The upcoming 2009 season is shaping up to be a pivotal one in Danieal Manning's professional career.

Not only does Manning have legitimate Pro Bowl aspirations as a return man, but he's also looking to solidify his role as the Bears' starting nickel back.

"I'm trusted with that position," Manning told on Friday. "I'm sure coach [Lovie] Smith could've made the decision not to have me in that position if he didn't think I could play it. Now I have to do my part, make plays and try to be a dominant player."

Danieal Manning
Danieal Manning
Not easy when playing nickel. The position carries with it an enormous amount of responsibility and difficulty. The learning curve was made even steeper for Manning, who started his first two years at free safety, and admits to some reluctance on his part to embrace the opportunity initially.

"I had to get a further understanding about my role on this team," said Manning. "Playing nickel, you're in that mindset that you're not going to play as many snaps as the starting safety. So I was struggling with that. But once I accepted my role, the process of learning nickel came easier. Plus, the way these schemes are in the NFL, nickel is a big part of the defense. If that's the way I can best contribute to the team, that's what I'm going to. That mindset hasn't changed since the day I got here."

Working daily with Smith has certainly paid dividends for Manning, who also credits new secondary coach Jon Hoke for helping refine his game this off-season.

"He's going to get after you and pull out the best in you," Manning said of Hoke. "It's like having another head coach on the field. He just loves working with the guys. Coach Hoke will stay after late and get you to study film with him. I mean we're doing this before the season's even started. Plus, he comes in here with a winning attitude. It's great."

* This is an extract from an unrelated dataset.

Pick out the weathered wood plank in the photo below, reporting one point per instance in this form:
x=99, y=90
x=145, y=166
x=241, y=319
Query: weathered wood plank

However, it was Manning's play on special teams last year that left the biggest impression on Bears' fans. Taking over kickoff return duties late in the season, Manning put up outstanding numbers in that abbreviated stint. In just 36 attempts, Manning had 7 returns of 40 or more yards, which tied for most in the NFL. While it's natural to speculate what Manning can accomplish in a full season, he expects the league to try and keep pace.

"It's always different because the rules have changed and you have to adjust on that," said Manning. "But I definitely think we'll have a great season in the kick return department. The whole special teams unit is great. Most of these guys are veterans and we brought in some new additions that add some speed and depth."

The wildcard in this whole equation for Manning is his contract. If a new collective bargaining agreement is ratified, Manning will be an unrestricted free agent after the season. Otherwise, if 2010 is played without a salary cap, he'll be a restricted free agent. A big difference, but something Manning says is simply out of his control.

"The first time I signed with [agent] Russel [Hicks], I told him we have two offices, I'm the professional player and you're the professional agent," said Manning. "I don't come into your office telling you how to work and you shouldn't tell me how to work in my office. That's why we haven't even discussed anything like [a new contract]. Of course you think about it, but I never tell my agent how to do his job. I just play ball. That's my only focus."